Crazy Daisy
Lazy Maisy


‘I was brought up in a big city but always longed to live in the country. I thought it would be peaceful. Nobody told me about the noisy crows, the screeching pheasants and the hunting cries of the owls.
My father and my grandmother were very influential in the fact that I love storytelling so much. When I was growing up they were always making up stories to tell to us and my mother encouraged us to read all the traditional fairy tales.

At the age of five I used to re-tell the stories to all my friends in the playground and as I got older I'd make up my own. I wish I'd written them down but it was very much an oral tradition. I did start to write a novel when I was eleven, but sadly I never finished it. It was an historical novel based on fact, about a village in Derbyshire which had an outbreak of the Black Death in 1665. I was writing the story from the viewpoint of one of the young girls living there. I'm sure it would have been a very depressing book.

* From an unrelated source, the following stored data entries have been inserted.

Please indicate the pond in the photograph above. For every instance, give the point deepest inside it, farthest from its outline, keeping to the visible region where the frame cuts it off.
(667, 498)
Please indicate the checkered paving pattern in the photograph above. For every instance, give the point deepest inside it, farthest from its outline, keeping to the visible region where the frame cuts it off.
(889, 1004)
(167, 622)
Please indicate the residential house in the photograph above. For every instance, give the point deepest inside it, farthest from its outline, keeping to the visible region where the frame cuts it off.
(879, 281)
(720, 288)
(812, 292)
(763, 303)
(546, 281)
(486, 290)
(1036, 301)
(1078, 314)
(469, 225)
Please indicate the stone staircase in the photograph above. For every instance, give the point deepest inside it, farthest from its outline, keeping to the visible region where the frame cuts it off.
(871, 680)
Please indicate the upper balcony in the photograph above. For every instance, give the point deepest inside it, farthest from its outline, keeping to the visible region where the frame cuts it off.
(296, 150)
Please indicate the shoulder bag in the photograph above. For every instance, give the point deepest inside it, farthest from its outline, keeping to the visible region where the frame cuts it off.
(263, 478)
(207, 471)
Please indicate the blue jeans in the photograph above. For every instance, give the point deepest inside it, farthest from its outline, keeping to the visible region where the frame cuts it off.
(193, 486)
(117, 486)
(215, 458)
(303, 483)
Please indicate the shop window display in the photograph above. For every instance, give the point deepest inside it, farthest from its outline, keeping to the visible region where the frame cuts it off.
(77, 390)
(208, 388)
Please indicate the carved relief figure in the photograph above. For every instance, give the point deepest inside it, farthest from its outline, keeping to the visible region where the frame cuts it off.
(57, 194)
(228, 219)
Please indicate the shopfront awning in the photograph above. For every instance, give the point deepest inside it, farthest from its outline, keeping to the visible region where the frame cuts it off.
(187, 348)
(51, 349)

I was born in Nottingham in 1965, the youngest of four girls. I had two passions as a child: stories and drawing. I always tried to include drawing in my homework. I invented a cartoon family for my German homework and always did it in comic strip form.

I originally trained and worked as a tapestry weaver but had to stop weaving because I hurt my back. I then did a degree in English and History and later an MA in Creative Writing.

I love writing fiction for children and young adults. It was great fun writing Alice at seven years old, behaving like a teenager and shocking her mother. She soon realises that her behaviour is inappropriate and tries to come across more like a child but doesn't find it easy. I thought this would make teenagers assess their own behaviour and help them realise how far they'd come in such a short time. The age of fourteen is difficult because you are neither an adult nor a child and yet you're treated as both. It's all very confusing.’